It's a sobering thing to realize, as the years pass, that everything your mother told you was actually true.
Researchers at Carnegie Mellon University have shown that one of the best ways to keep from catching a cold is to get more sleep. And you thought you were so smart with your Echinacea and your Airborne and your sanitized hands.
This on top of the studies that showed chicken soup really is good for clearing up a cold you've already caught, ginger (as seen in ginger ale) really does help settle an upset stomach, and that if you cross your eyes and stick out your tongue, your face will get stuck that way.
OK, that last one isn't true. But didn't you wonder as a kid what happened to the people whose faces got stuck that way? You never saw any. There must be a special hospital for them somewhere, with wards for the daredevils who broke their necks climbing on porch railings, the one-eyed victims of kids who ran with sticks and the youngsters who cried so hard they made themselves sick.
The sleep study found that people who sleep less than seven hours a night are almost three times more likely to catch cold when they have cold virus sprayed up their noses and are sequestered in a hotel for five days and paid $800.
I know what you're thinking: Nice work if you can get it. You've probably taken vacations where you snorked up a snootful of microbes in an airplane, spent five rainy days staring out the window at the hotel pool and had to PAY $800.
With unemployment hovering around 7 percent, it's reassuring to see there are still career opportunities in the field of professional guinea pig. I had friends in college who kept themselves in beer and CDs by popping down to the med school every few weeks to have something sucked out of their lungs or injected into their butts. It never did them any harm, though Erik used to have mild short-term memory problems if he got near magnets.
The nasal sprayers at CMU aren't the only ones vindicating folklore. The Common Cold Centre at Cardiff University in Wales has released study after study with the same basic finding: Listen to your mother. The CCC has established that a hot mug of fruit cordial relieves runny nose, cough, sore throat, sneezing, fatigue and chills, tastes better than Nyquil and doesn't make your tongue green.
Also, getting a chill does make you more susceptible to catching cold. They determined this by making subjects sit with their bare feet in frigid water. If some Welsh labcoat made me do that, I'd beat him senseless with my own frozen feet.
There's evidence that garlic helps prevent colds and is even effective against MRSA, but that research is suspect because it was done by the Garlic Centre. Really.
Would you put on your Match.com profile that you work at the Garlic Centre? Not unless you were afraid a lot of alleged single people online were actually vampires.
I bet announcing that you work at the Common Cold Centre doesn't make you the life of the party, either. What does their automated voice mail system sound like? "Hello, you've reached the Common Cold Centre. Your infection is very important to us. For rhinovirus, press 1. For sore throat, press 2. For a kind of sinus thing that migrated down into your lungs and settled there for like six weeks, stay on the line and try to cough something up."
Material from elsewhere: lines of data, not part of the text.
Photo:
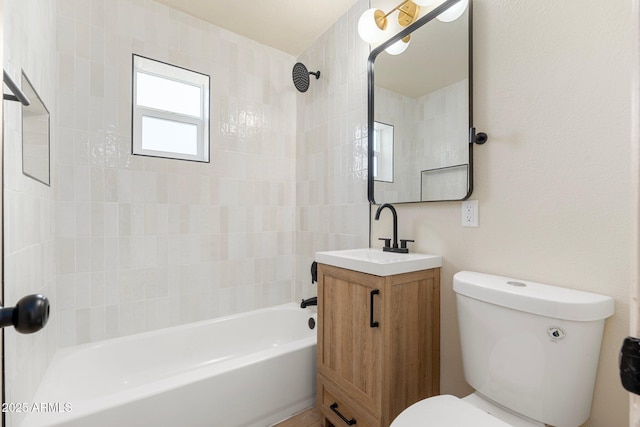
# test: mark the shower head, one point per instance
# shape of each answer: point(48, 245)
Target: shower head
point(300, 76)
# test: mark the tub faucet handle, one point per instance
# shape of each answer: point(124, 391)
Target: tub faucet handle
point(403, 243)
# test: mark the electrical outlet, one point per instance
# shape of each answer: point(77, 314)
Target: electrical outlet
point(470, 213)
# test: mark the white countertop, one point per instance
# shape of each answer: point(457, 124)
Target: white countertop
point(377, 262)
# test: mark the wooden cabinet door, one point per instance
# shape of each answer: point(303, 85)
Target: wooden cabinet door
point(349, 348)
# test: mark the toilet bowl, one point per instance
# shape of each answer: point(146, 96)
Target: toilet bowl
point(529, 350)
point(451, 411)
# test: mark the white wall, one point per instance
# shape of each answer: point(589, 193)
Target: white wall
point(29, 227)
point(552, 90)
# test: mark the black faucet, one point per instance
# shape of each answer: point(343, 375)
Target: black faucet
point(307, 302)
point(387, 242)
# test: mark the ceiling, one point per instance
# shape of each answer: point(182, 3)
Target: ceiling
point(287, 25)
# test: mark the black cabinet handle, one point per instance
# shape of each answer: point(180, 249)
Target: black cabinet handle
point(372, 323)
point(334, 408)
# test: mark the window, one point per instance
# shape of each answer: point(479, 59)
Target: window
point(383, 152)
point(170, 111)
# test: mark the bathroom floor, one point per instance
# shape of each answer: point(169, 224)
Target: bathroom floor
point(309, 418)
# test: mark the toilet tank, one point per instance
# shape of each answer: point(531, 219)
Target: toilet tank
point(530, 347)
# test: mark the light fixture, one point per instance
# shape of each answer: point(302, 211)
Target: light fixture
point(454, 12)
point(398, 47)
point(373, 22)
point(374, 27)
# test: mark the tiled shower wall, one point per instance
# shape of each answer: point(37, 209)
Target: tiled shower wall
point(331, 177)
point(29, 206)
point(126, 243)
point(429, 133)
point(144, 242)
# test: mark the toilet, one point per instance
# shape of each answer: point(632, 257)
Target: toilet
point(529, 350)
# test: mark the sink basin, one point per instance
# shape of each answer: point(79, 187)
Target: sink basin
point(377, 262)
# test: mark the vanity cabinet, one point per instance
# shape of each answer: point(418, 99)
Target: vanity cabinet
point(378, 344)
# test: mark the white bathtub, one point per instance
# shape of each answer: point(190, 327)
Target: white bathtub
point(251, 369)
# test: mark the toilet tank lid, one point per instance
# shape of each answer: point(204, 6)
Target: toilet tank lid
point(532, 297)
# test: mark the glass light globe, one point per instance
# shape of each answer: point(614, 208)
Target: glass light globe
point(454, 12)
point(425, 2)
point(398, 47)
point(368, 29)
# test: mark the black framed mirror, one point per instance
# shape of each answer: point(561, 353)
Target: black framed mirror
point(35, 136)
point(425, 94)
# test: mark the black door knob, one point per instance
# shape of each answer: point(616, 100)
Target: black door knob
point(29, 315)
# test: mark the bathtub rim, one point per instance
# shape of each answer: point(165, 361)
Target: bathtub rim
point(164, 385)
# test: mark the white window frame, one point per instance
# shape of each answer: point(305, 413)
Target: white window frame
point(180, 75)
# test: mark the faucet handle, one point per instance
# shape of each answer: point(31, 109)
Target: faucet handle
point(387, 241)
point(403, 243)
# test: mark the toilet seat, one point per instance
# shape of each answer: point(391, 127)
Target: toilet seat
point(445, 411)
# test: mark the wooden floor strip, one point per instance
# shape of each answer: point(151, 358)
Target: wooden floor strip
point(309, 418)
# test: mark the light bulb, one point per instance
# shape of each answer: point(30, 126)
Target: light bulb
point(454, 12)
point(398, 47)
point(368, 29)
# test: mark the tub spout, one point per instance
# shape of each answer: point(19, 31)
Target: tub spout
point(307, 302)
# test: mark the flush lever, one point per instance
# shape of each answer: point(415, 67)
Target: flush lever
point(29, 315)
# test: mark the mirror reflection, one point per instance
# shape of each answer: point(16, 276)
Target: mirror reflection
point(35, 135)
point(423, 93)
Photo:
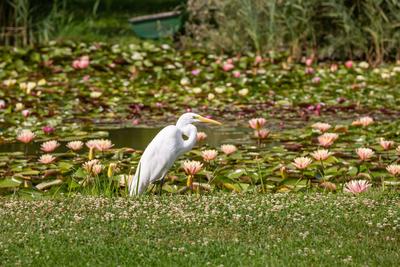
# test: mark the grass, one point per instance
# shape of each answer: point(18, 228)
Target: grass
point(229, 230)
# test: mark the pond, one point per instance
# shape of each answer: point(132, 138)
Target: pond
point(139, 137)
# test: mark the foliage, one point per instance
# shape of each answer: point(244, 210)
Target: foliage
point(229, 230)
point(24, 22)
point(149, 84)
point(366, 29)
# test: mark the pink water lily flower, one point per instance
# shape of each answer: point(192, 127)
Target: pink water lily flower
point(321, 154)
point(196, 72)
point(25, 136)
point(192, 167)
point(75, 145)
point(356, 186)
point(209, 155)
point(236, 74)
point(365, 153)
point(348, 64)
point(228, 149)
point(364, 121)
point(385, 144)
point(327, 139)
point(257, 123)
point(99, 144)
point(26, 113)
point(228, 66)
point(48, 129)
point(258, 59)
point(393, 169)
point(46, 159)
point(322, 127)
point(302, 162)
point(93, 166)
point(49, 146)
point(261, 134)
point(81, 63)
point(201, 136)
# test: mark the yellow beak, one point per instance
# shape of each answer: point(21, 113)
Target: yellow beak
point(202, 119)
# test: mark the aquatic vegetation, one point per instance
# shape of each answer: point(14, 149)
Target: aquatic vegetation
point(356, 186)
point(48, 104)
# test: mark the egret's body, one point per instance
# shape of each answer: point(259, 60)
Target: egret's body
point(163, 150)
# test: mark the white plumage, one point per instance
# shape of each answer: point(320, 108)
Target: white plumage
point(163, 150)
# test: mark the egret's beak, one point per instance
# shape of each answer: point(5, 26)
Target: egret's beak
point(202, 119)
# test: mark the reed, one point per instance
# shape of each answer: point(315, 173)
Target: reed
point(335, 29)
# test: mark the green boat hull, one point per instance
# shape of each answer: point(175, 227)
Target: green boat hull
point(157, 27)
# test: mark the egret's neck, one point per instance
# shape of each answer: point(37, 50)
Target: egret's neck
point(191, 132)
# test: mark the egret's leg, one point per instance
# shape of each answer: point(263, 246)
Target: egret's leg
point(162, 182)
point(161, 185)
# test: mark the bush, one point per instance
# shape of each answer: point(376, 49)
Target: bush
point(339, 29)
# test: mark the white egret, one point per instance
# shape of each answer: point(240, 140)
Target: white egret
point(163, 150)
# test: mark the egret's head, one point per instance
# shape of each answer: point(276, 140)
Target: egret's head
point(189, 118)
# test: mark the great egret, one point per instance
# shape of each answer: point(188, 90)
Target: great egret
point(164, 149)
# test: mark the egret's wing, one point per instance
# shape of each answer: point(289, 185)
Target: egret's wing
point(157, 158)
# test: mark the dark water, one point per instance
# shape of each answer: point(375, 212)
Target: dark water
point(139, 138)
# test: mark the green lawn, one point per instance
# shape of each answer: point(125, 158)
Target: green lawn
point(229, 230)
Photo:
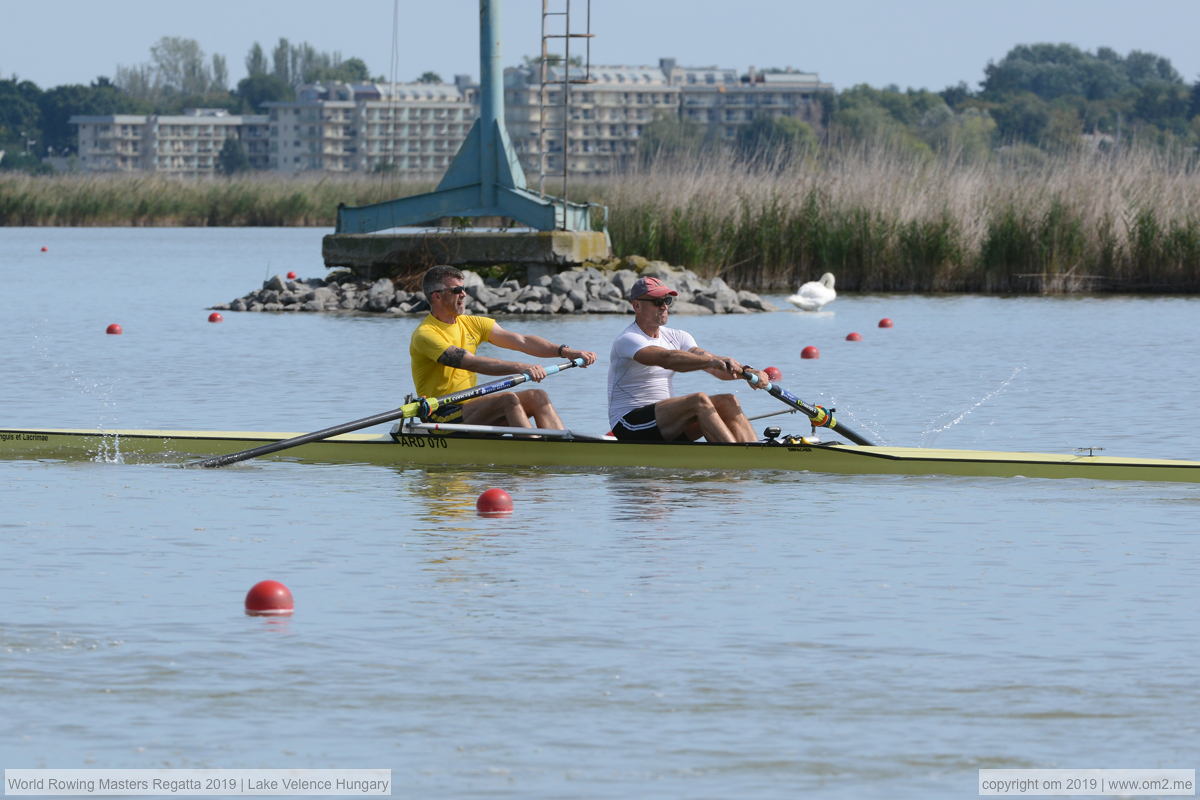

However folksy, you have to trust the CCC's findings. They're not measuring results by the unreliable reports of feverish test subjects who will say anything just to be allowed to get the feeling back in their feet. They have developed scientific instruments, according to BBC News, like "a sound level meter to measure cough, and an acoustic rhinometer to measure nasal blockage."
And you wanted an iPhone.
The Common Cold Centre is run by a Professor Ron Eccles, who claims to come down with only a couple of mild colds a year despite being surrounded by pestilence. He doesn't compromise his immune system with stress.
"We have a very relaxed atmosphere at the centre. We try not to stress each other too much." They're too busy knocking back fruit cordial.
How about a toast to Mom? Think of all the suffering you could have avoided if you'd listened to her. Remember what she said about that good-looking passive-aggressive you dated?
Of course not. You weren't listening.